Check infrastructure / Dedicated trackers:

Look for GitLab.com / Dedicated incidents with similar:
- Symptoms (timeouts, high DB load, lock contention)
- Error messages or query patterns
- Workers / features

Consult owning development group if needed:

Use the RFC process to avoid investigating in isolation.
When you see a likely match but are unsure, @-mention the relevant group on an existing issue and briefly summarize customer evidence.

4. Decide: existing issue vs new issue

4.1 When you find a good match

If there is an existing GitLab issue that matches the customer symptoms:

Link the ticket to the issue:
- Add a short comment in the GitLab issue with:
  - Deployment type, GitLab version
  - Instance size / notable configuration
  - High-level impact (for example, “Ultimate, ~10k active users, many MRs per day”)
Ensure customer-related labels are present:
- customer and relevant deployment-type/performance labels where appropriate
Note any mitigations tried or known (from .com / Dedicated or docs) and whether they helped.

4.2 When you don’t find a match

If similar patterns are present on .com or Dedicated:

Create a new issue in gitlab-org/gitlab (or appropriate project) that:
- Summarizes the problem
- Includes evidence from both:
  - The customer environment, and
  - GitLab.com / Dedicated logs
Add labels such as:
- customer, performance, infradev, and deployment-type labels
Tag the owning group and link to any related epics.
Link the customer ticket to this new issue.

If no similar patterns show up on .com / Dedicated:

Treat it as potentially self-managed-specific:
- Configuration, scaling, or environment-specific behavior
If the issue is significant and reproducible, still open a GitLab issue with:
- Clear reproduction notes
- Customer impact
- Any hypotheses (for example, schema, index, configuration, or workload characteristics)
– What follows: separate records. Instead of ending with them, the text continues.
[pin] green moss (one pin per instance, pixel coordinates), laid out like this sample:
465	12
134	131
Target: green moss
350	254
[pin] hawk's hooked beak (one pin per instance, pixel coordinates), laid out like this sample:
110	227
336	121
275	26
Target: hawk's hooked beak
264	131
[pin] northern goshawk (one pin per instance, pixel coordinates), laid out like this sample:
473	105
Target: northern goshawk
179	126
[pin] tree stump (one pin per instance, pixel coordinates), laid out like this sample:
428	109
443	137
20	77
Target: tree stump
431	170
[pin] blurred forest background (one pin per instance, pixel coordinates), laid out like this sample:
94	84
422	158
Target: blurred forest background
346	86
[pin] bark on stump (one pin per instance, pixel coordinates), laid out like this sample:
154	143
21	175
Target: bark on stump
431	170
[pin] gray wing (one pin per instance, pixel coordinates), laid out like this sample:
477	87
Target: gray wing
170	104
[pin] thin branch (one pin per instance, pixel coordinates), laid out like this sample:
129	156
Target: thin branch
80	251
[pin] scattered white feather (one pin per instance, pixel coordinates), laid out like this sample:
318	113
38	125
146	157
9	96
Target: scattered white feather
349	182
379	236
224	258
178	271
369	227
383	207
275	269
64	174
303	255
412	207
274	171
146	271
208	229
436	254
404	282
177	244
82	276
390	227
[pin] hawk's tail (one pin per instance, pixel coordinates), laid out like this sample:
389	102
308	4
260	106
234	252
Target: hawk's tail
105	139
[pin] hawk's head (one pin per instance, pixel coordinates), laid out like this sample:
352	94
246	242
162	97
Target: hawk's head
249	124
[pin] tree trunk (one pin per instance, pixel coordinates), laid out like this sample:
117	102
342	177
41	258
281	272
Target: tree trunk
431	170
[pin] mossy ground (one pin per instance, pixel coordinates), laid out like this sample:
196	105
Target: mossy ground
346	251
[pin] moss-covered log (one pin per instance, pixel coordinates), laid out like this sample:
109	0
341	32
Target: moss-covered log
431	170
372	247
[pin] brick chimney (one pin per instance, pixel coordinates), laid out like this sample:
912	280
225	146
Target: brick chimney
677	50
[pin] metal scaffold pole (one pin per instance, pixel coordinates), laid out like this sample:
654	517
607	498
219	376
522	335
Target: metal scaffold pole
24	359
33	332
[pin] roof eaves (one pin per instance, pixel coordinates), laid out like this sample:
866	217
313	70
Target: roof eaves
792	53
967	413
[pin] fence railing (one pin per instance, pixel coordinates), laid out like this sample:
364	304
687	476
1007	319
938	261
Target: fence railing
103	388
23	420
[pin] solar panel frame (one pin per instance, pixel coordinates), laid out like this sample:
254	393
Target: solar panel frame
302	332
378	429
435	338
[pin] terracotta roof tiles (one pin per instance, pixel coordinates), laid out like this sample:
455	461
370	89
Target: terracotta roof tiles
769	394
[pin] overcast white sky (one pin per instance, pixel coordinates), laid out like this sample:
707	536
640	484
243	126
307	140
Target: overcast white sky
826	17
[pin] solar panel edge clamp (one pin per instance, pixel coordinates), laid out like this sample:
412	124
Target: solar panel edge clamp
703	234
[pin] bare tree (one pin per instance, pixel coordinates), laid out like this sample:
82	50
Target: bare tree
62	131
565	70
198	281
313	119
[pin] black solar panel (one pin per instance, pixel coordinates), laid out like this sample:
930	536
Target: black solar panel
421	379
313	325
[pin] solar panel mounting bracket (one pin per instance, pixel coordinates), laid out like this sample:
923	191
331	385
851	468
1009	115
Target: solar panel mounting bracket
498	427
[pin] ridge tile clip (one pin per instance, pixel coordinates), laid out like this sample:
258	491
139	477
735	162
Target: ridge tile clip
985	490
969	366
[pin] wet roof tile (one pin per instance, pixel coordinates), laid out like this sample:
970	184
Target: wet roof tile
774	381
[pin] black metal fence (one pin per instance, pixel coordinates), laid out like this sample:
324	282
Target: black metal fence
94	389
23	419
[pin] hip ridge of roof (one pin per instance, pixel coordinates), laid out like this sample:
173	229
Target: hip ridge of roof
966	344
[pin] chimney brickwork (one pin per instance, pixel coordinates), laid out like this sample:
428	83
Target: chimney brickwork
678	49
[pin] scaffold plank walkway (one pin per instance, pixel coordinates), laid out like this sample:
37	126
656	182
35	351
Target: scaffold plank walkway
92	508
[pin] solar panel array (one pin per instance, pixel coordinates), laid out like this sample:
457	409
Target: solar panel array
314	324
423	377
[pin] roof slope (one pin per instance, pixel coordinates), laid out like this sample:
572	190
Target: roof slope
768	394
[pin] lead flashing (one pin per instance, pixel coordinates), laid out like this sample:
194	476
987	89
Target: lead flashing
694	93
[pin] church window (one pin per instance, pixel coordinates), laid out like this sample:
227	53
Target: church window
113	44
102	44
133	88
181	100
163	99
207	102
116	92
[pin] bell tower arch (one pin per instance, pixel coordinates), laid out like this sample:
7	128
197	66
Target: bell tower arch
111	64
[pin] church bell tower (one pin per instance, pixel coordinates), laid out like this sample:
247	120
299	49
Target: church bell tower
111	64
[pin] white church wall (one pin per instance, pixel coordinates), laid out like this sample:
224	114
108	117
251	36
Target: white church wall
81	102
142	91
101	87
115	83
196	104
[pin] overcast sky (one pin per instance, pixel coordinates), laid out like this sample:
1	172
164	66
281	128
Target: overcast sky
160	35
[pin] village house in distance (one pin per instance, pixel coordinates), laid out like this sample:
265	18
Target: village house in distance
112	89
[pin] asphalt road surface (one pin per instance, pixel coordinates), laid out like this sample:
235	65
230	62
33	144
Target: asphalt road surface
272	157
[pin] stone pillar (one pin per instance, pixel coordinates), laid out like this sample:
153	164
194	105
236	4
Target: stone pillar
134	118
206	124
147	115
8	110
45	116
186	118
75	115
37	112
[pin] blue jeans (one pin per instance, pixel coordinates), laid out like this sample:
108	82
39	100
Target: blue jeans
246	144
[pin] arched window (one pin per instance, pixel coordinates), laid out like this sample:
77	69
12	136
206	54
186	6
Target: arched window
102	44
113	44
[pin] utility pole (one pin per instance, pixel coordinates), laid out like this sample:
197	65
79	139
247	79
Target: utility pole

5. Drive the database investigation

While the cross-reference work proceeds, continue driving the technical investigation:

Use existing Database Help / DB Support Pod workflows for:
- Query analysis and slow-query identification
- Index / schema review and background migration checks
- Lock / blocking analysis and connection saturation
Loop in Database Engineering / DBO when:
- The issue appears systemic or risky to change
- You need deeper guidance on schema, partitioning, or background migrations

Document your findings in the ticket and, when relevant, in the linked GitLab issue.

6. Close the feedback loop

To make the work re-usable across deployments:

As new information appears (from customer or Infra):
- Add it to the linked GitLab issue as a comment.
When a fix or mitigation is merged:
- Record:
  - Version(s) containing the fix
  - Any backports or feature flags required
- Help the customer apply and verify the fix.
After validation:
- Comment on the GitLab issue with:
  - Customer confirmation and any metrics before/after
  - Whether the same fix should be proactively considered for other deployment types.